Chairman of Mandalay City Development Committee
- In office 7 February 2021 – 10 April 2026
- Preceded by: Ye Lwin
- Succeeded by: Khin Aung Aye

Municipal Minister for Mandalay Region
- In office 1 August 2021 – 10 April 2026
- Chief Minister: Maung Ko Myo Aung
- Preceded by: Ye Lwin

Road and Transport Minister for Mandalay Region
- In office 2011–2016
- Chief Minister: Ye Myint
- Preceded by: Position established

= Kyaw San =

Mayor of Mandalay

Kyaw San or Kyaw Hsan (ကျော်ဆန်း) is a Burmese politician and the current mayor of Mandalay, the second-largest city in Myanmar.

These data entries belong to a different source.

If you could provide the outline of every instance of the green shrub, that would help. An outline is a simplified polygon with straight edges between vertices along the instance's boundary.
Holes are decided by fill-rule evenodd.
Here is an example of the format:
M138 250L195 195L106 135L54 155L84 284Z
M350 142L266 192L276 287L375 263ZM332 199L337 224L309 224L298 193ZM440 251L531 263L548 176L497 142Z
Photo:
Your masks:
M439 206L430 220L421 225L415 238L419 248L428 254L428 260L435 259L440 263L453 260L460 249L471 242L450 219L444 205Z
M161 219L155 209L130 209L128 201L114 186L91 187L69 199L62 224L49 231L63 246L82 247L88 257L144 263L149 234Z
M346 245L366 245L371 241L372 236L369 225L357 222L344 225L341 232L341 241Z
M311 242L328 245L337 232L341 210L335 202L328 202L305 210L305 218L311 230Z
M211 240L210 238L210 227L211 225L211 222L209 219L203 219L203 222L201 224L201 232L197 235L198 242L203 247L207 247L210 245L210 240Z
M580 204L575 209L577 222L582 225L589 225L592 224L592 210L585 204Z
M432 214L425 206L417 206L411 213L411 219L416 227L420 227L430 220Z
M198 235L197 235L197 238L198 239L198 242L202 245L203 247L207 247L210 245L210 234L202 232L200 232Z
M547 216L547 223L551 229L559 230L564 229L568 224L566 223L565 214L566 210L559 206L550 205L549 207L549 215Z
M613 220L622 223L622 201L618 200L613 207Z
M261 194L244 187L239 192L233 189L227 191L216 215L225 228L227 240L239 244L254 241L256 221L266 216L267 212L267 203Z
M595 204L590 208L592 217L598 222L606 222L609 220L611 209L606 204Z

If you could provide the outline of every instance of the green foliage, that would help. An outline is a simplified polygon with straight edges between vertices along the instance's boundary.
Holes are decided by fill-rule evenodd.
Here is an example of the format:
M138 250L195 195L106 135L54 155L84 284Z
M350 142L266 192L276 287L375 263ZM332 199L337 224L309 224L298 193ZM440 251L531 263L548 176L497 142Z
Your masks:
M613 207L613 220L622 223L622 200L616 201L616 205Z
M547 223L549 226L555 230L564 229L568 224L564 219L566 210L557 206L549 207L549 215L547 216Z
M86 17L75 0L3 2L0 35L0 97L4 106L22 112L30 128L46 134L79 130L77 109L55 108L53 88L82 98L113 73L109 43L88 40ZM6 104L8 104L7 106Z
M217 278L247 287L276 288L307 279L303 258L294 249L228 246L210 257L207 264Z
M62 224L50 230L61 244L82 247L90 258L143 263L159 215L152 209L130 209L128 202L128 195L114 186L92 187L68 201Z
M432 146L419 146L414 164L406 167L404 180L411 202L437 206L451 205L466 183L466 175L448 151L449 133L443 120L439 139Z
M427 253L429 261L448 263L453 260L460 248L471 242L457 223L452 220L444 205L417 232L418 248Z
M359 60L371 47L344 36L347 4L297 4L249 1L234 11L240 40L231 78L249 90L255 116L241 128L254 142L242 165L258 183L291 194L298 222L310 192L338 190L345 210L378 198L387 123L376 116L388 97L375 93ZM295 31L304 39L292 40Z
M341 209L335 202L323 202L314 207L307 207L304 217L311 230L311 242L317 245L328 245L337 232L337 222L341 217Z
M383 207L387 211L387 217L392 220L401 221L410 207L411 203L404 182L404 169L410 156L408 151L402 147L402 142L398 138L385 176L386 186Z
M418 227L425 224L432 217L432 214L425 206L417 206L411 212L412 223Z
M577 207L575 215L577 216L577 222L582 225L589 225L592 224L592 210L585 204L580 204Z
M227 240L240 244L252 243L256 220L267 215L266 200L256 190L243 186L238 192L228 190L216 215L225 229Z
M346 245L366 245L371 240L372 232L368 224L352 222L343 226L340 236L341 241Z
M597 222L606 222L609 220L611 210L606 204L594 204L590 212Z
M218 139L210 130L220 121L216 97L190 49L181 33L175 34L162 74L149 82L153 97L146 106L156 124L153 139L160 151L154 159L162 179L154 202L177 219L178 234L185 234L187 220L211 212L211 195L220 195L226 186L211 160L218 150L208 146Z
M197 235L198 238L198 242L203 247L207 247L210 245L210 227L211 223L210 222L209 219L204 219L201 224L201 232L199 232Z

He also serves as the minister of the Ministry of Municipal Affairs in the Mandalay Region Government under Maung Ko. Previously, he served as Regional Minister of Road Transport from 2011 to 2016.

== Mayoral career ==
Following the coup d'état on February 1, 2021, the State Administration Council appointed Kyaw San as mayor. After the formation of the caretaker government on August 1, 2021, the mayors of Yangon and Mandalay were appointed as municipal ministers in the reformation of state and region governments.